Tableau n°4- 28 Mode d’intervention Débutants et experts
  Débutant Expert
  Tâtonnements, essais et erreurs, progression pas à pas Capacité à court-circuiter les étapes, à faire des impasses

SAVOIR MOBILISER
Les redoublements d’Eglantine (1) :
malgré toute l’énergie dépensée à redoubler les contacts, l’institutrice constate que rien ne change, qu’il faut toujours le même temps pour que les accords adviennent. Elle se résout à la répétition besogneuse de son parcours de pèlerin de l’accord .
Les arrangements de Pervenche :
entre l’éducatrice et sa collègue institutrice, tout se passe par arrangements clandestins officialisés par la suite devant le psychiatre. Mieux, dans l’hypothèse où la synthèse n’aboutit pas à un accord satisfaisant, Pervenche prévoit déjà une solution de repli avec sa collègue.

SAVOIR TRADUIRE
Gautier sans question :
l’instituteur apparaît en grande difficulté quand il s’agit de formuler une question centrale. Avec son collègue éducateur technique, il agit (en montrant, sans dire) la question de l’activité
Gaspard Gandhi :
à quoi bon s’évertuer dans de multiples travaux de traduction quand il suffit de s’en référer à un triptyque de sagesse universelle : Amour, Respect, Confiance.
Pour Gaspard, Gandhi constitue un véritable raccourci vers l’accord

SAVOIR S’ACCORDER
Nadine ou la répétition :
à chaque fois qu’elle sollicite un accord l’institutrice se heurte à un mur d’indif-férence. Au terme d’un long parcours semé d’échecs, elle avoue n’attendre que de l’extérieur de l’établissement la moindre secours
Gaspard et « la main sur l’épaule » :la conjonction de trois ordres de ressources (la collègue, la réunion clinique, l’épou-se) qui lui suggèrent de tenter « la main sur l’épaule » permet à l’instituteur de court-circuiter les autres formes de coopération interprofessionnelle

Durant tout l’entretien, Gautier fait preuve de son manque de maîtrise du jeu interprofessionnel. Dans une situation de conflit avec une élève, il se montre incapable de solliciter l’aide d’un collègue sans être assailli par la culpabilité de mal faire son travail. Il décrit son travail de concertation en synthèse comme un « échange simple » d’observations, sans analyse plus élaborée. Incapable de toute mobilité entre les mondes, il réduit la traduction à une opération comptable d’énergies à répartir. Et les seuls accords auxquels il semble pouvoir participer sont des arrangements a minima pour convenir de « temps morts » ou des consensus de façade pour des défausses collectives.

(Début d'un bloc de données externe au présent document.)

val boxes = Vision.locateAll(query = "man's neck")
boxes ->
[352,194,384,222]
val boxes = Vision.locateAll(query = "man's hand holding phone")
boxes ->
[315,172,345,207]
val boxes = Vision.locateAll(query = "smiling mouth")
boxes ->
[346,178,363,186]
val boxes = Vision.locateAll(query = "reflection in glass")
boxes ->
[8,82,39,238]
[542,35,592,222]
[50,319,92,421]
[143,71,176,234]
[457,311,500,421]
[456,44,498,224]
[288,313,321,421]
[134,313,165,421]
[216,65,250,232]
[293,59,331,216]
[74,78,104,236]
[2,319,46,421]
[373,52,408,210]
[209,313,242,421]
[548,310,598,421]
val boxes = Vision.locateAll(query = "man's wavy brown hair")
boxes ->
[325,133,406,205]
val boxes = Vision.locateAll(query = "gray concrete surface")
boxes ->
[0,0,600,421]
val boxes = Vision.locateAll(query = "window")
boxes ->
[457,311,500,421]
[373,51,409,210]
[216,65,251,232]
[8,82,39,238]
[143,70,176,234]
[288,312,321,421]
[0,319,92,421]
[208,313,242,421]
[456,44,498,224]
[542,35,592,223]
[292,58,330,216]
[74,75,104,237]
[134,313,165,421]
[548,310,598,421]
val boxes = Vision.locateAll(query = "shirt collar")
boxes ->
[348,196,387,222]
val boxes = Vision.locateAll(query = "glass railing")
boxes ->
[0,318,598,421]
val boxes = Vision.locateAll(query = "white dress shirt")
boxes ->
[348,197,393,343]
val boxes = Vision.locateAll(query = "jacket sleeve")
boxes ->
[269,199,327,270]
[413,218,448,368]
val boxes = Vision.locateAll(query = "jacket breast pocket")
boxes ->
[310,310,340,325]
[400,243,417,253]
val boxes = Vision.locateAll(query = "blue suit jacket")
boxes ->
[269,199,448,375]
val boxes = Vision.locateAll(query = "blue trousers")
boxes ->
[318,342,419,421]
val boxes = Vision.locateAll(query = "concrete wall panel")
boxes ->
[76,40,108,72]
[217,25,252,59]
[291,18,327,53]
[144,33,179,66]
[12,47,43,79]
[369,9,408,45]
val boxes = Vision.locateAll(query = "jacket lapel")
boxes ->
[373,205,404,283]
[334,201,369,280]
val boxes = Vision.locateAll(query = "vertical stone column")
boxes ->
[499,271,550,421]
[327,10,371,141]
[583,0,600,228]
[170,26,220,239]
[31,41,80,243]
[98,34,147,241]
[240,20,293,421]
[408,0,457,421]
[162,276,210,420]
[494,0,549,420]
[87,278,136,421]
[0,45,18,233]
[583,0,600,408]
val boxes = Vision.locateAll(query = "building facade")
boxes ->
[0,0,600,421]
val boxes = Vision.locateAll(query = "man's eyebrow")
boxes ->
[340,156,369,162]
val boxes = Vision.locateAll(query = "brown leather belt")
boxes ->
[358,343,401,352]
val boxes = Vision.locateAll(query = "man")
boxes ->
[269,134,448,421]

En revanche, l’exposé de Gaspard permet de saisir de multiples facettes de l’expertise à en accord interprofessionnel, particulièrement dans la dimension des modes d’intervention. En effet, l’instituteur peut être caractérisé par sa capacité à pratiquer l’impasse et le court-circuit, jusque dans sa pratique de l’entretien, multipliant les ruptures et les digressions. La figure de « la main sur l’épaule », que nous avons caractérisée comme une formule de compromis, évoque l’image du court-circuit. Le contact corporel entre le maître et son élève doit provoquer une décharge des tensions. Mais ce que cette pratique permet essentiellement de court-circuiter, c’est l’entier espace de l’interprofessionnalité, rompant la répétition des cycles de rencontres institutionnelles, et « la cascade de tristesse » qui les accompagne. Quand la main de l’enseignant se pose sur l’élève, s’instaure une relation de personne à personne, hors des registres de la professionnalité. Seule la référence à une sagesse, un humanisme, une philosophie, peut en rendre compte : il s’agit de vie, de confiance, d’amour... La lecture comme tous les autres objets scolaires, ou éducatifs, ou thérapeutiques, est reléguée au rang d’accessoire, de machin. 448  

La pratique de la collaboration quotidienne avec l’éducatrice favorise très vraisemblablement l’accès à cette expertise. Gaspard décrit les début de cette coopération, les querelles de compétence, les disputes de territoire. On entrevoit un long cheminement jusqu'à « l’intimité professionnelle » actuelle qui leur permet d’être en accord, sans même en passer par les mots. Ce qui permet ce parcours, nous dit l’instituteur, ce n’est pas l’insistance exacerbée de chaque partenaire sur sa professionnalité, mais, au contraire, sa capacité à procéder par impasses et ainsi laisser des champs libres à l’autre.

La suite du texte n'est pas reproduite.